7. The basic principle in bail matters in such circumstances or such conduct of the accused person that may bring his case under the exceptions to the rule of granting bail. They include the likelihood of:
(a) his absconding to escape trial;
(b) his tampering with the prosecution evidence or influencing the prosecution witnesses to obstruct the course of justice; or
(c) his repeating the offense keeping in view his previous criminal record or the desperate manner in which he has prima facie acted in the commission of offense alleged.

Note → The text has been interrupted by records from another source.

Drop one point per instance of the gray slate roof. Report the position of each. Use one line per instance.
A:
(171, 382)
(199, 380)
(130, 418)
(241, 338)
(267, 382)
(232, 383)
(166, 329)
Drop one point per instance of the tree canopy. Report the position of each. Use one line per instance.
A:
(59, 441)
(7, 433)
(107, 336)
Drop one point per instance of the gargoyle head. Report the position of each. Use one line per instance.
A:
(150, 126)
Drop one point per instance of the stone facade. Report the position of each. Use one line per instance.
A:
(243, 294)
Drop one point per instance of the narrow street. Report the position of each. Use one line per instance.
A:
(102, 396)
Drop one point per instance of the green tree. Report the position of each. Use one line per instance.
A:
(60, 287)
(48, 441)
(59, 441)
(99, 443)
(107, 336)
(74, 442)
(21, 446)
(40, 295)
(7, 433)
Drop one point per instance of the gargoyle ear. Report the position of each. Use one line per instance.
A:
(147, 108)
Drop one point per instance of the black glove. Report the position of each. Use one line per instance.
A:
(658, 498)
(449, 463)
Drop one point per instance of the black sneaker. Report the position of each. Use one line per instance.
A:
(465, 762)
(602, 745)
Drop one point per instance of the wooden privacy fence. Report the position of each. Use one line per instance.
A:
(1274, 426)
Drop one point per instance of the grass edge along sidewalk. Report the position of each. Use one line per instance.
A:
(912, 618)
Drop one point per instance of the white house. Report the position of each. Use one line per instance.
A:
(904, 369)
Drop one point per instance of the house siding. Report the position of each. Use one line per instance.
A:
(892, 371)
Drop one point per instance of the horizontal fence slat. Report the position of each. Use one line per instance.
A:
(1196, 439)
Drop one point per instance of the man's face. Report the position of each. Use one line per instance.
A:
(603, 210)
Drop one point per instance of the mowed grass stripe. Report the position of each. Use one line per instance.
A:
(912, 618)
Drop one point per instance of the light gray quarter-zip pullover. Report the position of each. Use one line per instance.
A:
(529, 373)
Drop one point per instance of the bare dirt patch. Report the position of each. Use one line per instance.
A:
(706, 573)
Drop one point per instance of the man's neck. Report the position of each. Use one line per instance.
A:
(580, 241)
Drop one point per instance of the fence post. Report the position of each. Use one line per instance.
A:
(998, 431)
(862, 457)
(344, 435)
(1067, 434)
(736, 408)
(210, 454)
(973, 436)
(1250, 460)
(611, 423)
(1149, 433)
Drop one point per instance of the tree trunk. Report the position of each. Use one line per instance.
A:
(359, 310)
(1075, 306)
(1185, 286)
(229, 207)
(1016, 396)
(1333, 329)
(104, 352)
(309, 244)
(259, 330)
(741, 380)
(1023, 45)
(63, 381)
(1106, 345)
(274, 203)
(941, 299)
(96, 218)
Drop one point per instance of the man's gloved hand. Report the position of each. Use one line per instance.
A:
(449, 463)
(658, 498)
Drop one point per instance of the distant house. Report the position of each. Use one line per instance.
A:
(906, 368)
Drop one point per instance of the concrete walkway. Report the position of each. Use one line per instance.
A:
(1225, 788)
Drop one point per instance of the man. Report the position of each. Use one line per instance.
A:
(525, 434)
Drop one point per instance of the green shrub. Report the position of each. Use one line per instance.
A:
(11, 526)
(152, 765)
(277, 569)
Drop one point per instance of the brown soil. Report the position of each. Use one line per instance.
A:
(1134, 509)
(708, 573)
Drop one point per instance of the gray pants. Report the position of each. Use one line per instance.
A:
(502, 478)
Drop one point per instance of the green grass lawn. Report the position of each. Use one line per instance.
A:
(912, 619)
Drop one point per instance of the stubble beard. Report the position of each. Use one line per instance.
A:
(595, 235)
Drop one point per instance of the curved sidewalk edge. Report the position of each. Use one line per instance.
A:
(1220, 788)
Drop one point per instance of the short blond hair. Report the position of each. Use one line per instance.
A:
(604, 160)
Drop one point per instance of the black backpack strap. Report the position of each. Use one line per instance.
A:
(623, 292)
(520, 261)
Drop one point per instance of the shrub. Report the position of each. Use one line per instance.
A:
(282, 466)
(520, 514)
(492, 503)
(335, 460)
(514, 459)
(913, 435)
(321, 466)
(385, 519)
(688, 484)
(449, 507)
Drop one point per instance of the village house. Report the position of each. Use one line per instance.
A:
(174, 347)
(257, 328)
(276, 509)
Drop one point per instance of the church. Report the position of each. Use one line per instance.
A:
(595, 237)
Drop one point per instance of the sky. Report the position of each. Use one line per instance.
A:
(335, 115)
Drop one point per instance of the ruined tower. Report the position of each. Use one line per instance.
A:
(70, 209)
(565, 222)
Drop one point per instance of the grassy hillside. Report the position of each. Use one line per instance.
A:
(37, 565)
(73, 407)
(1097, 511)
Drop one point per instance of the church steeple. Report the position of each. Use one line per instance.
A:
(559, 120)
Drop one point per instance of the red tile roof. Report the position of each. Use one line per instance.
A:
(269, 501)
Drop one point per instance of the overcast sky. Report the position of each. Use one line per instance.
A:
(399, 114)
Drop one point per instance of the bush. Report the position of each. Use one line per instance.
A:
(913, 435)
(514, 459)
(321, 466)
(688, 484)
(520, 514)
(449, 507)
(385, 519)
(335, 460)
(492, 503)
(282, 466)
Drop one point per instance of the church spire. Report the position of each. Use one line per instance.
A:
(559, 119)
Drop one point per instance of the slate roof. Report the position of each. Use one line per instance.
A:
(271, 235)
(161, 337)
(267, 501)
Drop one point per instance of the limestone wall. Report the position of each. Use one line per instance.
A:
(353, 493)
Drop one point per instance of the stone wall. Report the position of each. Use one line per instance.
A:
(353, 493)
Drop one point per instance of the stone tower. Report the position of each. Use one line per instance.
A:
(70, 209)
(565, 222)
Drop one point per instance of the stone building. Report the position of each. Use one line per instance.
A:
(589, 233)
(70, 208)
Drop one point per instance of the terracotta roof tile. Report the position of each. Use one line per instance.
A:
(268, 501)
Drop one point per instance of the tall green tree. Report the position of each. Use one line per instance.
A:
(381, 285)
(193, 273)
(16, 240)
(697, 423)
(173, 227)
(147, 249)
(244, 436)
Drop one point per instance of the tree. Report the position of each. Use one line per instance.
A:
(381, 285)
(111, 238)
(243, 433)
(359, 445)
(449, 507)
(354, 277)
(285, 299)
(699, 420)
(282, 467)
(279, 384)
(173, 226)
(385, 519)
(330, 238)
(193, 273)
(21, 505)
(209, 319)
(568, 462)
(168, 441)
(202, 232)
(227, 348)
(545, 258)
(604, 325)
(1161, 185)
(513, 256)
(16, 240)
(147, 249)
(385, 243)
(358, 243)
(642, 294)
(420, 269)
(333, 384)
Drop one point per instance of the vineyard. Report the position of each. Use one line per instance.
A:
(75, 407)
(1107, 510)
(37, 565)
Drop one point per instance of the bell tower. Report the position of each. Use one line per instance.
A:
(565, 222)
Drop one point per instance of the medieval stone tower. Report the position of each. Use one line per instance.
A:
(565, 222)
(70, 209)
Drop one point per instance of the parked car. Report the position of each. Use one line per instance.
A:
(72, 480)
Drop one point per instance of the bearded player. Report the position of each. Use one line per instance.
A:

8. In view of the above, it is also essential to note that a court which deals with an application for grant of bail in an offense not falling within the prohibitory clause of Section 497(1) Cr. P.C must apply its judicious mind to the facts and circumstances of the case and the conduct of the accused person, and decline to exercise the discretion of granting bail to him in such offense only when it finds any of the above-noted circumstances or some other striking circumstance that impinges on the proceedings of the trial or poses a threat or danger to the society, justifying his case within the exception to the rule, as the circumstances mentioned above are not exhaustive and the facts and circumstances of each case are to be evaluated for application of the said principle.
9. The Honorable Supreme Court has already cautioned the learned courts below in Muhammad Tanveer v. State PLD 2017 SC 733, in the following terms:
"Once this Court has held in categorical terms that grant of bail in offenses not falling within the prohibitory limb of section 497, Cr.P.C. shall be a rule and refusal shall be an exception, then the Courts of the country should follow this principle in its letter and spirit because principles of law enunciated by this Court are constitutionally binding [under Article 189] on all Courts throughout the country including the Special Tribunals and Special Courts."
10. In the present case, the learned trial Court has failed to adhere to the principle of law enunciated by the Honorable Supreme Court,as discussed supra.
11. In the light of the principles set forth by the Honorable Supreme Court in post arrest bail matters, as discussed supra, the impugned order passed by the learned trial Court is thus not sustainable under the law and liable to be reversed on the aforesaid analogy. On the aforesaid proposition, I am fortified with the decisions of Honorable Supreme Court rendered in the cases of Tariq Bashir v. State PLD 1995 SC 34; Imtiaz Ahmad v. State PLD 1997 SC 545; Subhan Khan v. State 2002 SCMR 1797; Zafar Iqbal v. Muhammad Anwar 2009 SCMR 1488.
12. Needless to mention here that the observation hereinabove is tentative and wouldn't affect the merits of the case at the time of trial.
13. For the foregoing reasons, this application is allowed. Consequently, applicant Bhano Khan Hattar is allowed bail after arrest in FIR No.7 of 2021, punishable for offenses under sections 302,504, 34, 109, P.P.C., registered at Police Station Shah Panjo Sultan, District Dadu, subject to his furnishing a bail bond in the sum of Rs.100, 000/- (Rupees one hundred thousand only), with one surety in the like amount to the satisfaction of the learned trial Court.